B.K.S. stands for Bellur Krishamachar Sundararaja Iyengar.  I have to confess, it is only now that I learned his full name. He was born on December 14, 1918 and died at the age of 95 on August 20, 2014. His impact on the world is huge and as far as I can tell from a distance, he was a man of great integrity. His rather sickly childhood where he struggled with malaria, tuberculosis, typhoid fever and general malnutrition, changed when, at 16 years old, he lived with the teacher who brought to India a practice that synthesized ancient hatha practices and modern gymnastics, Krishnamacharya.  Patricia Walden told us that on his 80th birthday he did 108 drop-backs – dropping into urdhva dhanurasana (wheel) from standing.  In his 90s however, he practiced more supported backbends. 

The well-known childhood story of his regaining his health through his yoga practice and then giving this learning to his teaching, speaks of taking the circumstances of one’s life and turning them into something great – not so much great because he has become so famous but great because his learning has become meaningful and something of beauty.  I don’t know that I am as tireless in his process of transforming life events into greatness but I take inspiration from it.

The Iyengar system of teaching yoga is famous for its use of props that are meant to help us attain the benefit of a pose when our bodies are not quite able to find the necessary alignment.  According to an article in the New Yorker, he developed his use of props as a result of being asked by Krishnamacharya to travel and demonstrate yoga and experiencing first hand the dangers of pushing oneself into poses prematurely.  Consequently, he developed a slower, more systematic way of practicing including the use of props.

One of the stories about him that make up my yoga world is of him asking his assistants to put someone into a pose using props in a particular way. When he turned to look at that person he said no, that is not right, we must try another way.  This capacity to see so clearly and make adjustments according to that clarity of seeing is a metaphor for how to live. 

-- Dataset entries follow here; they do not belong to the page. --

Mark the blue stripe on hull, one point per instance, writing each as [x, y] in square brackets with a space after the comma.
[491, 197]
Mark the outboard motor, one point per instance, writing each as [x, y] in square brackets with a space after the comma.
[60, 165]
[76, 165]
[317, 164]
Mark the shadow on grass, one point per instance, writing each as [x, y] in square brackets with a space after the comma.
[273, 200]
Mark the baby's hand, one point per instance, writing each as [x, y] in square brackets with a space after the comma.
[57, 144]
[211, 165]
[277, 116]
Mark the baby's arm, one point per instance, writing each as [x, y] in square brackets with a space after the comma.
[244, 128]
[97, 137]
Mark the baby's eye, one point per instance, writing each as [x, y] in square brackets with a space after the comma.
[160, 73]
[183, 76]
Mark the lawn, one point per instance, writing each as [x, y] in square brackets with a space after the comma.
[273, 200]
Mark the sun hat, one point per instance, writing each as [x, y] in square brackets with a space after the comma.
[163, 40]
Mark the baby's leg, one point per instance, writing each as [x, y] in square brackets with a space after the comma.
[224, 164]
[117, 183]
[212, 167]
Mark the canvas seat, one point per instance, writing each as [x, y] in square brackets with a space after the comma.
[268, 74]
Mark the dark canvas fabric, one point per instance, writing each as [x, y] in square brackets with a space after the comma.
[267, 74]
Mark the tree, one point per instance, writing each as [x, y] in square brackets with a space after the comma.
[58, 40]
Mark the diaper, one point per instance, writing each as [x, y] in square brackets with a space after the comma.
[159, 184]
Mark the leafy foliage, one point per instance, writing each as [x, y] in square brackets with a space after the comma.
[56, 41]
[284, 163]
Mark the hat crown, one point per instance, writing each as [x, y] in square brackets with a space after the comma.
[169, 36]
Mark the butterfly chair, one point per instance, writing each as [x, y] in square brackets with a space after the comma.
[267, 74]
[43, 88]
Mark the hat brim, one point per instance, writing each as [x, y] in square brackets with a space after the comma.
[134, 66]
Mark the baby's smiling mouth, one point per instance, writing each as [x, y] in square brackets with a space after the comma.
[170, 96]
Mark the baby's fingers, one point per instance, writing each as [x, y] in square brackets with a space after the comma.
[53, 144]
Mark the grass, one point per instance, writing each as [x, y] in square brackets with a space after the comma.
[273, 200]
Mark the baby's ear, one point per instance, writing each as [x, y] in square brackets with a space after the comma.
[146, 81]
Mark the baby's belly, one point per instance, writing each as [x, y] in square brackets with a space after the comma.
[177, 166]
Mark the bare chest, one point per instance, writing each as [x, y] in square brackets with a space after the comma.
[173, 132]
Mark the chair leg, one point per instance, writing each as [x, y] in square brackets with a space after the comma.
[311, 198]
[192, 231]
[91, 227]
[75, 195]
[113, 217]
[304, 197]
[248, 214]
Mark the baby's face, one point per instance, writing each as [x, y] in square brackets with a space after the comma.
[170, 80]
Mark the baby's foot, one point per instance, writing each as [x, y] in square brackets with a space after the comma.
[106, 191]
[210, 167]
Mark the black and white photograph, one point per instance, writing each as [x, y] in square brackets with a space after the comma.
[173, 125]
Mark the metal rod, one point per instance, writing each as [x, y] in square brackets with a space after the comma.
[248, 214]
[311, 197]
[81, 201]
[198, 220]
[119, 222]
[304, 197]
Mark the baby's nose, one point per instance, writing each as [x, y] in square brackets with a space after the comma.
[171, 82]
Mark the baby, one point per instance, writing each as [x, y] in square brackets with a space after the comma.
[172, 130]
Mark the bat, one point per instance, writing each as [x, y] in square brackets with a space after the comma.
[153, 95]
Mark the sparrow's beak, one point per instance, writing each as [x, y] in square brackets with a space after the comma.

Last July in Durango, Patricia quoted Mr. Iyengar as saying, “God is in the precision.”  I have thought about this again and again.  As I now begin learning Manual Lymphatic Drainage where my hands must be extremely precise and sensitive, I think of it yet again in a different situation.  Mr. Iyengar used great precision in the alignment of poses and he is both highly respected for it and sometimes criticized for it.  He also teaches great precision in the pranayama practice as to how one sits, moves ones skin and places one’s fingers on the nose.  Sometimes I think I feel, rather than understand intellectually, what he means by, “God is in the precision.” 

Thank you,  Bellur Krishamachar Sundararaja Iyengar, for all that you have given to the world.